Radio Białystok | Felieton | Polityka w szkolnej ławce - felieton Marka Gąsiorowskiego
Wszystko wskazuje na to, że agitacja polityczna przeniosła się do białostockich szkół. Chodzi o banery wywieszane na płotach placówek przez władze miasta. To - jak twierdzi prezydent Białegostoku Tadeusz Truskolaski - jest informacja, mówiąca o tym, że rząd PiS nie dał pieniędzy i inwestycji nie będzie. To żadna polityka. Czy aby na pewno?
Sprawa dotyczy siedmiu białostockich szkół. Władze miasta zaplanowały wybudowanie w tych placówkach pięciu sal gimnastycznych, stołówki z aulą i remont zabytkowego budynku szkoły. Finansowanie miało pochodzić z Funduszy Inwestycji Lokalnych. Te środki rozdzielał w trzech etapach rząd. W jednym z etapów samorząd Białegostoku otrzymał wsparcie, w dwóch pozostałych nie. Dlaczego?
Tu dochodzimy do polityki.
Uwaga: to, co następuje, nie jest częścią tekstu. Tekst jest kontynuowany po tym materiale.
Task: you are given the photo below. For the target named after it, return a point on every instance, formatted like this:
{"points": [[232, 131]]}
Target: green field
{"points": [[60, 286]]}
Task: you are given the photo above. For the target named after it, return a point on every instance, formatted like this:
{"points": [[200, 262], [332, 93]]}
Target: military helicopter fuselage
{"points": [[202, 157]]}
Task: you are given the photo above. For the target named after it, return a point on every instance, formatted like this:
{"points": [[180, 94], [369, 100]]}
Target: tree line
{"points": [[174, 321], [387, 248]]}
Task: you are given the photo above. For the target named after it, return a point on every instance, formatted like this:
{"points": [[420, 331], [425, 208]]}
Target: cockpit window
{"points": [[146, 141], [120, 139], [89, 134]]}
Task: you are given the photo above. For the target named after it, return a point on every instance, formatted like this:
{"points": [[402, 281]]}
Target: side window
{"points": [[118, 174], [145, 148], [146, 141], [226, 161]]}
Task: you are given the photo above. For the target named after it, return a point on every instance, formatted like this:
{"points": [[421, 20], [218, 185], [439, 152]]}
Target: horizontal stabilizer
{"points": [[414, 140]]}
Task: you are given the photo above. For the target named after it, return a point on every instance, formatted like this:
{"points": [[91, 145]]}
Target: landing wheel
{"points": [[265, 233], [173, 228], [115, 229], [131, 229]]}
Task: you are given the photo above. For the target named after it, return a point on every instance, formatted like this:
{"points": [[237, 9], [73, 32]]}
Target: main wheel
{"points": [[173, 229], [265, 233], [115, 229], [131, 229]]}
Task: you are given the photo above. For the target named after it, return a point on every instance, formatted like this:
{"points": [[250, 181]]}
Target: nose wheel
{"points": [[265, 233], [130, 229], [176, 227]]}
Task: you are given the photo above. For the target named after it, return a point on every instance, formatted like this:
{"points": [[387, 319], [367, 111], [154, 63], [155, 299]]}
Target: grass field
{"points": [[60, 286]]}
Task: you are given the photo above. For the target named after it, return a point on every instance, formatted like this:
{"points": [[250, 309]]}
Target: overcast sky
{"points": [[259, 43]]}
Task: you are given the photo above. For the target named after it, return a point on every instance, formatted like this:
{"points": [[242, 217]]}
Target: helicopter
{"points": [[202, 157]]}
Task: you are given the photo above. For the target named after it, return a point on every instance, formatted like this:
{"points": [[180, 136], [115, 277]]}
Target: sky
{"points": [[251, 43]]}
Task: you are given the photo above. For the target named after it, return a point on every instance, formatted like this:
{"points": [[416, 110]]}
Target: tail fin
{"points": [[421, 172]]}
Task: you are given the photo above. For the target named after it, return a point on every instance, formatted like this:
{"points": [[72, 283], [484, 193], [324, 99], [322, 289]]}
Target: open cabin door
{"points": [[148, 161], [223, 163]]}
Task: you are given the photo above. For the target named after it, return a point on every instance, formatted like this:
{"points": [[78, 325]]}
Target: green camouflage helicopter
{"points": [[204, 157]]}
Z dostępnych analiz wynika, że zdecydowanie więcej rządowego wsparcia otrzymały samorządy związane z obecną władzą. Białystok na tej liście się nie znalazł. Mimo że Tadeusz Truskolaski nie jest związany formalnie z żadną polityczną partią, sam opowiedział się po stronie opozycji i rzucił się w wir totalnej walki politycznej, choć wcale nie musiał tego robić. To był jego wybór.
Niestety reguły politycznej walki są bezlitosne - nikt rozsądny przeciwników nie wzmacnia, nie rozdaje im pieniędzy, nie wspiera ich pozycji. Wręcz przeciwnie, działa tak, by przeciwnika jak najmocniej osłabić. Brak dotacji jest skutkiem takiej właśnie walki. I to są polityczne skutki decyzji prezydenta Truskolaskiego. On sam, jak widać, tych skutków nie przewidział i chyba nie przemyślał.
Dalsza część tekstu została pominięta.